On 1 February 1951, Bang was recommissioned at the U.S. Naval Submarine Base, New London, Lieutenant Commander Eugene A. Hemley in command, but spent only 15 months on active duty with the Atlantic Fleet before being decommissioned again on 15 May 1952 for conversion and modernization. Following work at the Portsmouth Naval Shipyard, Bang was recommissioned as a GUPPY IIA submarine, the first of her type to serve the U.S. Navy, on 4 October 1952. Although her outward appearance remained the same, Bangs internal arrangements were improved and incorporated impressive advances in ordnance and electronic gear. Her hull was streamlined and additional power added to the engineering plant to provide increased submerged speed.

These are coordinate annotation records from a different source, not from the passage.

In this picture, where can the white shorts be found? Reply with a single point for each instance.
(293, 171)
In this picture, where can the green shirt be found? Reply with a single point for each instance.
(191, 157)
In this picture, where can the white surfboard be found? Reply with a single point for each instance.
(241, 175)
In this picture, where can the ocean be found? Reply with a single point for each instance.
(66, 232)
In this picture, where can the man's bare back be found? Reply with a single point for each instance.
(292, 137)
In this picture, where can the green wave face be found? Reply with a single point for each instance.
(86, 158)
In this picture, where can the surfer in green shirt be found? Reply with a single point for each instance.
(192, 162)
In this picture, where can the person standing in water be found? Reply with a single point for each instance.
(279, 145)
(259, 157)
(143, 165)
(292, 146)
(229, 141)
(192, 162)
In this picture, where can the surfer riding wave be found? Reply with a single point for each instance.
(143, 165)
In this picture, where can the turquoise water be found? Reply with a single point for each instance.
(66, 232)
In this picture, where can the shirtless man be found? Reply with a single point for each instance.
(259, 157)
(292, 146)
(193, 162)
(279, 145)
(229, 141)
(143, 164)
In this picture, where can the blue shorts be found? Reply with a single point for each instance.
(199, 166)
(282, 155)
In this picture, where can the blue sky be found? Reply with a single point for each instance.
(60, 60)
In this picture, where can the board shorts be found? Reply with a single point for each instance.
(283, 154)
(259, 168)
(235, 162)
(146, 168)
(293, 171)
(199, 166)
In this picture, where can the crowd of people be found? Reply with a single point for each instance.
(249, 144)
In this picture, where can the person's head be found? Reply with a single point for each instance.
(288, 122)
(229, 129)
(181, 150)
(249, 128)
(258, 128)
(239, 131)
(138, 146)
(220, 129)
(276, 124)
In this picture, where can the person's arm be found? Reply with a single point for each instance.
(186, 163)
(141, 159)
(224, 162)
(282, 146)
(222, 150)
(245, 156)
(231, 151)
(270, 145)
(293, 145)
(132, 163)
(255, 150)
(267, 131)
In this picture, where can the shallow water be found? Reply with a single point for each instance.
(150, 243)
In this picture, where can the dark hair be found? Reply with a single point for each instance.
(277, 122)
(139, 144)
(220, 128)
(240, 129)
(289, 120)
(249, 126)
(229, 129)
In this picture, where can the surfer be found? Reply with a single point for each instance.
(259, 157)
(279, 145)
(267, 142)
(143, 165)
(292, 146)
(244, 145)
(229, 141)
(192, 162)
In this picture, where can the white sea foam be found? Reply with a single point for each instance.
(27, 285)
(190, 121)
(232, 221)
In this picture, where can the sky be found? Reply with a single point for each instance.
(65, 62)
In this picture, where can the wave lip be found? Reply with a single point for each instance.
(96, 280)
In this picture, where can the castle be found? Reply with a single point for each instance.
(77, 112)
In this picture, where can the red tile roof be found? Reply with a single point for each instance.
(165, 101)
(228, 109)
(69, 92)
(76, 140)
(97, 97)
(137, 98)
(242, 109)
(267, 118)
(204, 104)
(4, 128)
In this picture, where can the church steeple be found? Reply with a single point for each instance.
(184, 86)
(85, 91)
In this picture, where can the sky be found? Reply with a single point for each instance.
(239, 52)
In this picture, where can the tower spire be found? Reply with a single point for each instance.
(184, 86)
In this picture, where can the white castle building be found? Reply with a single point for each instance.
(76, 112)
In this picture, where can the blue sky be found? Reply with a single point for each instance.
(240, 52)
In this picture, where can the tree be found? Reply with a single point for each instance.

After operating with the fleet in the Atlantic Ocean and Mediterranean Sea for two years, Bang entered the Philadelphia Naval Shipyard for a routine overhaul in August 1954. Upon completion of the overhaul in December, she rejoined the fleet with still more modern equipment. The submarine carried out normal operations along the eastern seaboard primarily engaged in training missions with other submarines and with surface antisubmarine units. She left her home port of New London in July 1957 to begin another overhaul in Portsmouth. When she came out in January 1958, she resumed peacetime operations, including a midshipmen training cruise during the summer of 1958 to Spain and Denmark, a four-month deployment to the Mediterranean and northern Europe in 1962, deployment to the Mediterranean from early January through early May 1965, and participation in Operation "Springboard" in the Caribbean in 1966. Between these cruises and major yard work in 1961, 1962, 1966, 1967, and 1970, Bang provided training services to Basic Submarine School in New London as well as to units of the Atlantic Fleet.

===Spanish Navy===
Early in 1972, Bang was designated for transfer to the Spanish Navy on a five-year loan. Following upkeep to lengthen her safe submerged operations limit, Bang returned to New London to train Spanish sailors in preparation for the transfer. On 1 October 1972, Bang was decommissioned and transferred to the Spanish government. She was recommissioned as Cosme Garcia (S34). On 1 November 1974, her name was struck from the Naval Vessel Register and the transfer to Spain was made permanent by sale.

==Awards==
Bang received six battle stars for her World War II service. She is officially credited with sinking eight Japanese merchant ships totaling 20,177 tons.